14 Antworten auf „Manzfred, verzeih‘ mir! Nachgebacken im Crock-Pot: Möhrenkuchen (CP-TM)“

  1. @mehdi:
    ich esse auch Ente im Hochsommer, da hab ich kein Problem mit. Und nun nochmal langsam. Also: Wenn der Kuchen im Crockpot gemacht wird, dann NUR den 3,5 Liter Pot nehmen, nicht den großen 6,5 Liter Pot. Hat die gute Hausfrau so einen Crocky nicht zur Hand, dann kann sie diesen Kuchen auch im normalen Backofen zubereiten. Teig in eine Form, ab in den Ofen, backen, fertig.
    Ui, die persischen Gerichte, das stelle ich mir auch super vor.
    @Ulrike:
    wir verstehen uns, gell?
    @Heidi:
    es ist wirklich grauenhaft. Mein Blick irrt in letzter Zeit immer an den Kellerwänden entlang in der Hoffnung, noch einen Platz für ein Regal ausfindig zu machen, in das ich schön ordentlich die ganzen Kleingeräte stapeln kann.

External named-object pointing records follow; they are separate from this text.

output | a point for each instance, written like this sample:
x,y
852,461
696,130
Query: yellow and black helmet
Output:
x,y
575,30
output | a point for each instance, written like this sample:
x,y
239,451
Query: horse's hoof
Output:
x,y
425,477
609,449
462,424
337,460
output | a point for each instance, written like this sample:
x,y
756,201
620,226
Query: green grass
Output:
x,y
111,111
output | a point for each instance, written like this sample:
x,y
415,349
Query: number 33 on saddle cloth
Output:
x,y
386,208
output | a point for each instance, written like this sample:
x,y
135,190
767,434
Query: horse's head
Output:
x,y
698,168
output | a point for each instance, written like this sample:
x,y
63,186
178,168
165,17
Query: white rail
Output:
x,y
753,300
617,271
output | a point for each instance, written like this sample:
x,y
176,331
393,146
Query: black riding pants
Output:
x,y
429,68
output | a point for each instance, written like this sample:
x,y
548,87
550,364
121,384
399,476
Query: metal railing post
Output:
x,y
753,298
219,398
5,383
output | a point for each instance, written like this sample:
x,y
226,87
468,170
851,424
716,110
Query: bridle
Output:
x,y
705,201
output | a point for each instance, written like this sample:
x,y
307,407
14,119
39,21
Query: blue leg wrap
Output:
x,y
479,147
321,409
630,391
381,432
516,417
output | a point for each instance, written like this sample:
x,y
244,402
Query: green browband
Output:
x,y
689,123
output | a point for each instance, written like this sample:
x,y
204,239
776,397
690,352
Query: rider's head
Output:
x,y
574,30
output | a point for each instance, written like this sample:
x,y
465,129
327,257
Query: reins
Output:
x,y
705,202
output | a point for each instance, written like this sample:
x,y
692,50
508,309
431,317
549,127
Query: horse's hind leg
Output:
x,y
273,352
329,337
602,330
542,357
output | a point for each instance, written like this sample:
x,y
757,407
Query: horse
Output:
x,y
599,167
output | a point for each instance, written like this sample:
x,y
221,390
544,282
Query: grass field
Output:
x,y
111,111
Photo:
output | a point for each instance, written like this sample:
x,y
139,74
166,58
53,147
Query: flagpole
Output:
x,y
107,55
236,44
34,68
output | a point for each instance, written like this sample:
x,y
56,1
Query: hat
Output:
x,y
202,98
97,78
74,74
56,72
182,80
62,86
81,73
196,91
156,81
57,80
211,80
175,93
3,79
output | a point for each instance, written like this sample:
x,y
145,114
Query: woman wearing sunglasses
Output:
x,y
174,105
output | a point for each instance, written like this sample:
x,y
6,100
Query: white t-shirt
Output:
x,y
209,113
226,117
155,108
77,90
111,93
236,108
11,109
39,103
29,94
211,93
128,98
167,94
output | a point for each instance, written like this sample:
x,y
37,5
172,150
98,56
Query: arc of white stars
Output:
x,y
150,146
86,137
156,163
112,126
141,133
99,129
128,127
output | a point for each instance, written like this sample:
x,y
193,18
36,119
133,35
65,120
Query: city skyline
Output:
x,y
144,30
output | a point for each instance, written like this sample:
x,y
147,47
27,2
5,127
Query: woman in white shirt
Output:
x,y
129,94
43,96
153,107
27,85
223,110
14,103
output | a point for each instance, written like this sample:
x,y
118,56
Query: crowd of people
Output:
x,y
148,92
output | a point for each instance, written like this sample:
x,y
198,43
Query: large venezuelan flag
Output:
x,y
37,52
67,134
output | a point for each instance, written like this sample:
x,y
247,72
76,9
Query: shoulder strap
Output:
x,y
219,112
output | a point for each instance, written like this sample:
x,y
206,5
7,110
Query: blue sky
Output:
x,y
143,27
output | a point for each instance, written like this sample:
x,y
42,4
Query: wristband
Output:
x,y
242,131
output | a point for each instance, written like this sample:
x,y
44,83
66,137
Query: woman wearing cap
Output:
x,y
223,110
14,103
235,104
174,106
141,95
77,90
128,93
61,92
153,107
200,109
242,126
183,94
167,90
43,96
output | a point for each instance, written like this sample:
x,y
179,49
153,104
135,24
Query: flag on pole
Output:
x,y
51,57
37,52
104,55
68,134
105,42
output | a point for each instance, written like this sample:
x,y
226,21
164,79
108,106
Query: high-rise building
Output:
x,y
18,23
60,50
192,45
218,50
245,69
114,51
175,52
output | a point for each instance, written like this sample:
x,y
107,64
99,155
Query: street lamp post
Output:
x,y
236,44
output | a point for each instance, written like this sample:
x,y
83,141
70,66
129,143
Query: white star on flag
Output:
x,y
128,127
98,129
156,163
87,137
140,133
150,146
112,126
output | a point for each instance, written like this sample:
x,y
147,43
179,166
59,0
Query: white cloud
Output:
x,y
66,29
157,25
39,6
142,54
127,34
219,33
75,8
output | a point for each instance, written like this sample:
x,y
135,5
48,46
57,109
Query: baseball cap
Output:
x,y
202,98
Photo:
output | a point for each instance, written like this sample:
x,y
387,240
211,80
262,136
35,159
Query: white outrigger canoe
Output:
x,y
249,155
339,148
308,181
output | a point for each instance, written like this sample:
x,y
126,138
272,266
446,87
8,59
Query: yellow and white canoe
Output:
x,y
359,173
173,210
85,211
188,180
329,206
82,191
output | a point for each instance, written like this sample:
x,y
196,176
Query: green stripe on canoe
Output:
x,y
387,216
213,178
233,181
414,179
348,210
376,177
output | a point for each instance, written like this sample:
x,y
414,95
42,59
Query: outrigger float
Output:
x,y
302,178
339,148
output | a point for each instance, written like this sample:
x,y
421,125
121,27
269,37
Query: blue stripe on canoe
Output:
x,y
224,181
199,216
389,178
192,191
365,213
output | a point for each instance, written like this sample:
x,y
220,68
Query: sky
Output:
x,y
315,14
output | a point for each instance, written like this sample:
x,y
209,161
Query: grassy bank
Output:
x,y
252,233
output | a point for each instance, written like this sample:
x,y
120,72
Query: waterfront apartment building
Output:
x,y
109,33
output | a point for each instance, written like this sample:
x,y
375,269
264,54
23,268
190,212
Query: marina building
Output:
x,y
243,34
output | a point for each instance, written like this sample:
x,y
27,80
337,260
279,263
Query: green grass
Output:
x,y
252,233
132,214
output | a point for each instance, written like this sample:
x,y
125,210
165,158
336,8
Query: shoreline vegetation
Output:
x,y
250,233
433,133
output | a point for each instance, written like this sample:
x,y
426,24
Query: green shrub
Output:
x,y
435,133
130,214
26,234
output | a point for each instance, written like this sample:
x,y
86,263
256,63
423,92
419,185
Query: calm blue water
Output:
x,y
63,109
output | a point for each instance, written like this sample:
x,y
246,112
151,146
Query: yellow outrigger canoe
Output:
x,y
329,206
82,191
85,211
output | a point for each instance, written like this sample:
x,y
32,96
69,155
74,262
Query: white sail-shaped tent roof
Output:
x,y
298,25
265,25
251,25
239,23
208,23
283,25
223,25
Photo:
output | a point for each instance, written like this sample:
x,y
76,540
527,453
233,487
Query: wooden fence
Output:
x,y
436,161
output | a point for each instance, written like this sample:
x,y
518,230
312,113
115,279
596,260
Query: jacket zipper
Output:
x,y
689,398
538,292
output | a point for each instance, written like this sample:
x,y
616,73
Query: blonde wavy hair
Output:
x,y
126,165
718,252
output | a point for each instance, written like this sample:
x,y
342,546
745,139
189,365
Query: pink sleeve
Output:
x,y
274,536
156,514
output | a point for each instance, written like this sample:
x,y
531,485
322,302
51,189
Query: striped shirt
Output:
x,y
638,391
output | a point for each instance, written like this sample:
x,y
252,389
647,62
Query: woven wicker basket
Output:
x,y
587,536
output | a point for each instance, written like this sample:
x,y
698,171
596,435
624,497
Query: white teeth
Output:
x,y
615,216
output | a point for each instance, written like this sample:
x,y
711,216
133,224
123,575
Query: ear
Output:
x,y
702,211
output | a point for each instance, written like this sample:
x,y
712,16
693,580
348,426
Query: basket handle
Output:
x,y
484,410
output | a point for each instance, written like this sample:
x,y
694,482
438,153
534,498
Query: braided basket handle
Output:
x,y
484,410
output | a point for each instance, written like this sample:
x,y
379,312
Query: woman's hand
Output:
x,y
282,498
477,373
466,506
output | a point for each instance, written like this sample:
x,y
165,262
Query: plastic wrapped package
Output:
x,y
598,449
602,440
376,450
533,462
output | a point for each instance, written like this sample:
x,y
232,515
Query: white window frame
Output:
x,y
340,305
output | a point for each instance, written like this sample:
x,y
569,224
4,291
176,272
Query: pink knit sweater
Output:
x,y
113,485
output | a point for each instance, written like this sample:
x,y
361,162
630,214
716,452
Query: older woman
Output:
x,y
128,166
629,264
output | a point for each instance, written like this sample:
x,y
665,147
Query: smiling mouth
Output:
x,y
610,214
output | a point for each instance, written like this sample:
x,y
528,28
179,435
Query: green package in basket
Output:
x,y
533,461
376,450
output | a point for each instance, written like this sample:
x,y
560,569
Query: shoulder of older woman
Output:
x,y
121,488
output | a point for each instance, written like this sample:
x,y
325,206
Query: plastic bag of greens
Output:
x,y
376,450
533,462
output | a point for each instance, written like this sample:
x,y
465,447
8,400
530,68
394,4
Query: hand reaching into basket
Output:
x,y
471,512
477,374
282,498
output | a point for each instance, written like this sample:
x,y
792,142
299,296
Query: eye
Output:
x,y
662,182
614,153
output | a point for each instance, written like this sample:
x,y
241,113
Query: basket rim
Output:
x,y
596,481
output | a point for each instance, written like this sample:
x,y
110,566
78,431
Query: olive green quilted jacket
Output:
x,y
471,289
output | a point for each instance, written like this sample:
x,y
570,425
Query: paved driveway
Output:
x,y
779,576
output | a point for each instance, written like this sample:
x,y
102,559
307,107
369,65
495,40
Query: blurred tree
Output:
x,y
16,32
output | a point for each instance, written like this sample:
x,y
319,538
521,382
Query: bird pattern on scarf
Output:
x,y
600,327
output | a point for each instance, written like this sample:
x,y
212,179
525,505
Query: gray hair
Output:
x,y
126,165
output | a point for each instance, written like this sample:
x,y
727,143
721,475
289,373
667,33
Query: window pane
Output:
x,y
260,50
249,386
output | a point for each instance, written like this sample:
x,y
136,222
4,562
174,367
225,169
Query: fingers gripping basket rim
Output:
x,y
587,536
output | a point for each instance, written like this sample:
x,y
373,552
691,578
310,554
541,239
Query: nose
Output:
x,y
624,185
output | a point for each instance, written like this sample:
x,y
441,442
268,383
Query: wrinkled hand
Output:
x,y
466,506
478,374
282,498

  2. *Seufz, nicht nooooch so ein Teil;-))) Guuut sieht das aus *sehnsüchtigschau. Ich liebe doch alles was elektrisch ist (ausser dem Stuhl natürlich). Mal schaun wo ich hier sowas krieg. Was mach ich dann mit all der übriggebliebenen Zeit ??? Hab doch schon durch den TM kaum mehr arbeit *grins

  3. So ein Möhrchenkuchen kurz vor Weihnachten hat schon was. Ich hoffe, Du hebst die tollen Weihnachtsrezepte nicht bis Ostern auf :)))
    Verführt aber doch irgendwie zum Nachbacken. Verstehe nur nicht ganz Deinen Kommentar: „Ist NUR für einen 3,5 L Slowcooker“ und dann aber „Kann normal im Ofen gebacken werden“ Beziehst Du das auf die Größe?? Oder wie ist das zu verstehen? Das mit dem Mitdenken klappt heute nicht so.
    Im übrigen ist der Crocky sicherlich auch gut für Ghormez-Sabzi und weitere persische Gerichte geeignet. Bin bereits am googeln, wo ich so ein Ding herbekomme.
    LG
    mehdi

  4. @lavaterra:
    mein Crocky hat auf dem US-Stecker einen Adapter sitzen. Fällt kaum auf und stört überhaupt nicht. Die 3,5 Liter Version finde ich praktisch, aber ich fürchte, ich werde mir demnächst noch einen größeren zulegen, damit ich auf Vorrat kochen kann, wenn ich schon mal dabei bin.
    @Dandu:
    hallo, schön von Dir zu lesen! Wir haben noch Kuchen und wenn er einen oder zwei Tage durchgezogen ist, dann schmeckt er noch besser.

  5. Super sieht der Kuchen aus und um diese Crock-Pots schleiche ich in Kanada jedesmal herum. Dort gibt es sie von 1,5 l bis riesig, aber der Kleine, der sieht besonders putzig aus. Wenn das Steckerproblem nicht wär, hätt ich den schon längst mitgebracht, just for fun.

  6. @Robert:
    ab Nummer 6 legst Du Dir dann am besten immer das Laptop unters Kopfkissen. Ich sehe es schon vor mir, wie Du im Traum die Kürzel memorierst und Frau L. mit je einem Taschentuch im Ohr um Schlaf ringt….

  7. @nysa:
    da bin ich ja mal gespannt, wie er Dir schmeckt. Freut mich jedenfalls, dass Deine Nachkoch- und Nachbackphase noch nicht beendet ist.
    @Ulrike:
    ich liebäugele zur Zeit mit Evas „Huhn mit Aprikosen“. Das wäre doch ein optimaler Kanditat für den Crocky – muss ich unbedingt ausprobieren. Das Ding ist wirklich praktisch. Aber ob noch irgendein Fitzchen Vitamin bzw. Nährstoff enthalten ist nach der langen Garzeit? Egal, das Ergebnis ist jedenfalls super lecker. Übrigens hat Miriam, die Chaosqueen, nun auch so einen tollen Mieleherd wie Du und sie schreibt, dass er sogar den Manzfred beim Brotbacken schlägt. Allerhand!

  8. Ich denke so ein Crocky ist echt praktisch, wenn Frau etwas leckeres servieren, aber nicht stundenlang beaufsichtigen möchte. Und jetzt kommt die Zeit der Eintöpfe, da wird Crocky heißlaufen.

  9. hahha.. das nenn ich doch mal synchron-denken 😉 du hast ja geräte im hause… ich bleib beim ofen. und da werd ich gleich mal hingehen, da ich deinen kokoskuchen backen werde 😉

  10. @Sivie:
    im Manzfred 160° C, ca. 45 Minuten. Das sollte hinhauen, aber unbedingt Stäbchenprobe machen. Übrigens keine schlechte Idee, mal auszuprobieren, wie der Kuchen im „normalen“ Ofen wird.

  11. Der Kuchen hat mir schon bei Gaby gefallen. Deiner sieht aber noch saftiger aus. Welche Backtemperatur würdest Du denn für eine Nicht-Crocky-und-nicht-TM-Besitzerin empfehlen?